For pregnancies identified from the WLGP data, all pregnant women with a pregnancy code and event date that occurred during the study period were extracted (Supplementary Table 1: Read codes (v2)). For those identified from the hospital admissions data (PEDW), all women with a pregnancy diagnosis code and an attendance date occurring during the study period were also extracted (Supplementary Table 2: ICD-10 codes). Identified cases from both the WLGP and PEDW were separately matched to those identified from the NCCHD and MIDS data to include only those who are still pregnant. Furthermore, the identified cases from both resources were further matched to remove duplicates and then linked to the initial assessment-related data items in the MIDS data. The gestational age in weeks and initial assessment data items are available in order to calculate the pregnancy start date. In cases where multiple records were found per pregnant woman, only the first occurring record between the study dates of interest was selected. The pregnancy start date for every successfully linked case was then calculated by subtracting the gestational age from the initial assessment date.

Multimorbidity in pregnancy

Multimorbidity was defined by the presence of two or more long-term health conditions, which can include defined physical and mental health conditions [8]. Long-term health conditions are those that generally last a year or longer and have a significant impact on a person’s life [9]. Four long-term health conditions including depression, diabetes, asthma, and cardiovascular were selected on the following basis: (1) prevalence; (2) potential to impact vaccine uptake; and (3) recorded in the study datasets. These conditions were aggregated to generate a new multimorbidity variable with two distinct categories: Multimorbid and Non-multimorbid. The multimorbid category comprises those with two or more health conditions, while the non-multimorbid comprises healthy individuals together with those with only one health condition. Read codes for depression, diabetes, asthma, and cardiovascular can be found in Supplementary Tables 3 to 6 respectively. ICD-10 codes for the same conditions can be found in Supplementary Tables 7 to 10 respectively.

Statistical analysis

Kaplan-Meier survival analysis was employed to examine time to vaccination by depression, diabetes, asthma, and cardiovascular diseases independently, by multimorbidity, as well as by smoking status censored at the delivery, death, or moved out of Wales while pregnant. The Log Rank test was used to determine if there were differences in the survival distributions of vaccine uptake times within the diseases independently, multimorbidity, and smoking status.

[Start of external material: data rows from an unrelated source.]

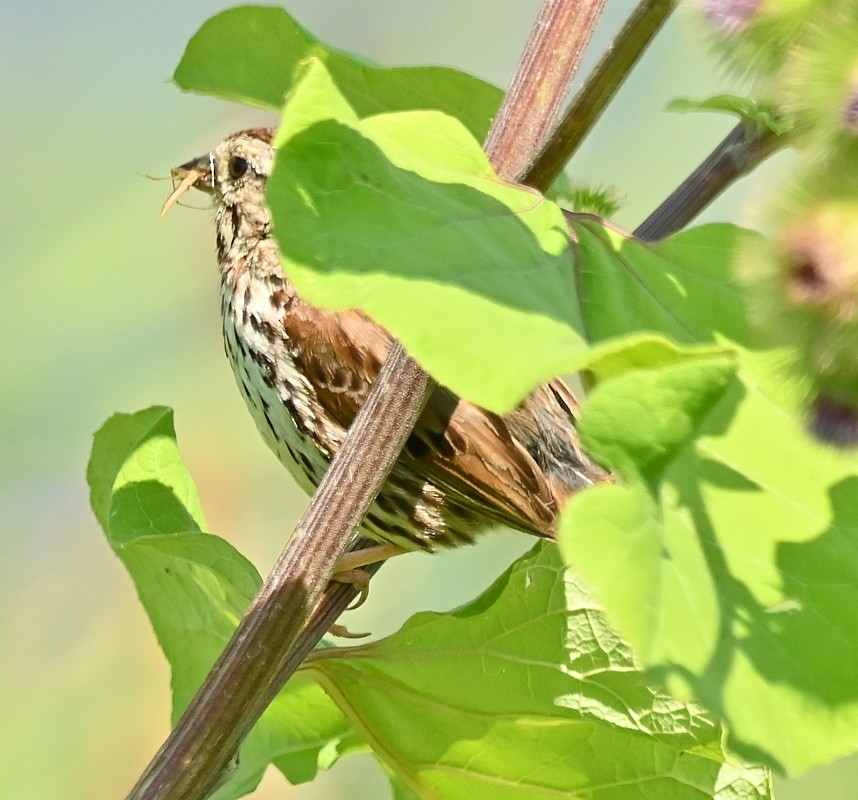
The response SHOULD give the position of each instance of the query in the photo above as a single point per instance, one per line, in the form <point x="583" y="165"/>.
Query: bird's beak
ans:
<point x="197" y="174"/>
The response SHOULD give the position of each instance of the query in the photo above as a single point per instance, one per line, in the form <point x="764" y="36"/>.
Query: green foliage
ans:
<point x="527" y="692"/>
<point x="724" y="554"/>
<point x="709" y="556"/>
<point x="447" y="224"/>
<point x="756" y="115"/>
<point x="195" y="587"/>
<point x="249" y="54"/>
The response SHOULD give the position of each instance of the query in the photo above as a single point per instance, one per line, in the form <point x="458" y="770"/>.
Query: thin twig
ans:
<point x="741" y="151"/>
<point x="598" y="91"/>
<point x="196" y="756"/>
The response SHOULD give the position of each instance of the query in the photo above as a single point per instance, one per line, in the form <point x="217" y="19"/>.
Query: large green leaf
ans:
<point x="527" y="692"/>
<point x="401" y="215"/>
<point x="727" y="556"/>
<point x="195" y="587"/>
<point x="249" y="54"/>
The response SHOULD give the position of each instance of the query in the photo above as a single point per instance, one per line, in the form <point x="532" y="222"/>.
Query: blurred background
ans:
<point x="104" y="307"/>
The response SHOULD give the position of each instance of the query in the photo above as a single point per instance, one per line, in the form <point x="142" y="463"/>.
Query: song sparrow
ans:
<point x="304" y="373"/>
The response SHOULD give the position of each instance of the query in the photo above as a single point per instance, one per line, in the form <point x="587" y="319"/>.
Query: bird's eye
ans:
<point x="237" y="166"/>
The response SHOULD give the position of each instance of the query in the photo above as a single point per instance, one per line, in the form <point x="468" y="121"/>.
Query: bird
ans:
<point x="305" y="371"/>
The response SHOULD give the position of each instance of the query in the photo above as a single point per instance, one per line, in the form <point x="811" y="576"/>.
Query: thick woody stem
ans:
<point x="195" y="758"/>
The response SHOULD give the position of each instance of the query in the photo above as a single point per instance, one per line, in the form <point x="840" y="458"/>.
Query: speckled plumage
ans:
<point x="305" y="372"/>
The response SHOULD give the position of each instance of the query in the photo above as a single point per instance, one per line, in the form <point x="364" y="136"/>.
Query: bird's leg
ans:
<point x="349" y="571"/>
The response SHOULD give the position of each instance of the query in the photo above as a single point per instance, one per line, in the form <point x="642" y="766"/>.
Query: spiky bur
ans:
<point x="581" y="199"/>
<point x="803" y="284"/>
<point x="754" y="36"/>
<point x="819" y="83"/>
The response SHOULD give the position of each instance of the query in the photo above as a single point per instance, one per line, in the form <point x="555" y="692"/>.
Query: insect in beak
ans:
<point x="197" y="173"/>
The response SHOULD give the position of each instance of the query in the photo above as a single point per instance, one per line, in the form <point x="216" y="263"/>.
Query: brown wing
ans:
<point x="460" y="447"/>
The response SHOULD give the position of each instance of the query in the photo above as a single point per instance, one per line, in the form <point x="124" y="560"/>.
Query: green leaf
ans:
<point x="758" y="115"/>
<point x="727" y="557"/>
<point x="400" y="215"/>
<point x="682" y="287"/>
<point x="249" y="54"/>
<point x="195" y="587"/>
<point x="527" y="692"/>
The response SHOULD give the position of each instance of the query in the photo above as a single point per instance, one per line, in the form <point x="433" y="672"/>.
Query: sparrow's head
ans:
<point x="234" y="174"/>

Differences were reported in median times (MD) with 95% confidence intervals and significance level accepted at p < 0.05. Multivariate Cox regression hazard models were utilised to examine the impact of depression, diabetes, asthma, and cardiovascular diseases on vaccine uptake independently with age group, ethnic group, area of deprivation, and smoking status incorporated into the model, as well as the impact of multimorbidity, age group, ethnic group, area of deprivation, and smoking status on vaccine uptake, reporting hazard ratios (HR) with 95% confidence intervals and significance level accepted at p < 0.05. Bootstrapping internal validation was conducted to assess the performance of the model, reporting bootstrapped Beta coefficients (B), standard error, 95% confidence intervals, and significance level accepted at p < 0.05. The reference groups were those without multimorbidity, never smokers, aged 25–29, white ethnic group, and those living in the most affluent area. The data handling and preparation for the descriptive statistics, survival analysis, and Cox proportional hazard modelling were performed in an SQL IBM DB2 database within the SAIL Databank utilising Eclipse software. Final data preparation specific to these analyses, such as setting the reference groups was performed in IBM SPSS Statistics 28. Descriptive statistics, Survival, and Cox regression analyses were performed in SPSS.